Interpreting CLIP's Image Representation via Text-Based Decomposition

Yossi Gandelsman,Alexei A. Efros,Jacob Steinhardt
2024-03-29
Abstract:We investigate the CLIP image encoder by analyzing how individual model components affect the final representation. We decompose the image representation as a sum across individual image patches, model layers, and attention heads, and use CLIP's text representation to interpret the summands. Interpreting the attention heads, we characterize each head's role by automatically finding text representations that span its output space, which reveals property-specific roles for many heads (e.g. location or shape). Next, interpreting the image patches, we uncover an emergent spatial localization within CLIP. Finally, we use this understanding to remove spurious features from CLIP and to create a strong zero-shot image segmenter. Our results indicate that a scalable understanding of transformer models is attainable and can be used to repair and improve models.
Computer Vision and Pattern Recognition,Artificial Intelligence
What problem does this paper attempt to address?

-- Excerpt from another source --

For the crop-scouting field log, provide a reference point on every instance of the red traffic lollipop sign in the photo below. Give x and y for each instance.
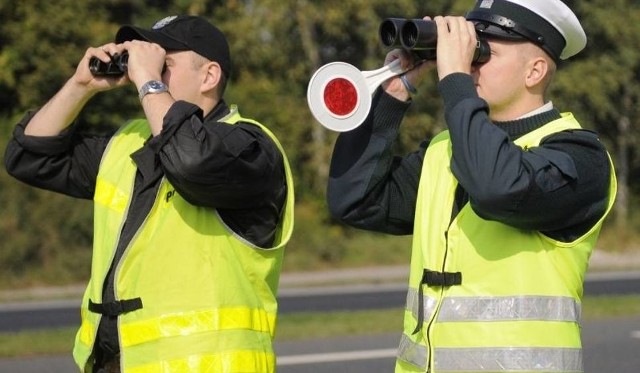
(339, 95)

The problem this paper attempts to address is how to interpret CLIP's image representations by analyzing the impact of various components within the CLIP image encoder on the final representation. Specifically, the authors decompose CLIP's image representation, treating it as a sum of individual image patches, model layers, and attention heads, and use CLIP's text representations to interpret these sum terms. Through this approach, the authors aim to reveal the role of each attention head, discover spatial localization phenomena in images, and utilize these understandings to remove spurious features in CLIP, creating a powerful zero-shot image segmenter. The main contributions of the paper include: 1. **Interpreting Attention Heads**: The authors propose an algorithm (TEXTSPAN) that automatically finds text representations capable of covering the output space of each attention head, thereby revealing the specific roles of many attention heads (e.g., position or shape). 2. **Discovering Spatial Localization in Images**: By interpreting image patches, the authors discover spatial localization phenomena present in CLIP. 3. **Applications and Improvements**: Utilizing the above understandings, the authors remove spurious features in CLIP and create a powerful zero-shot image segmenter, demonstrating that scalable understanding of transformer models can be used to repair and improve models. Overall, this paper provides a new method to interpret and improve the image representations of deep learning models through an in-depth analysis of CLIP's internal structure.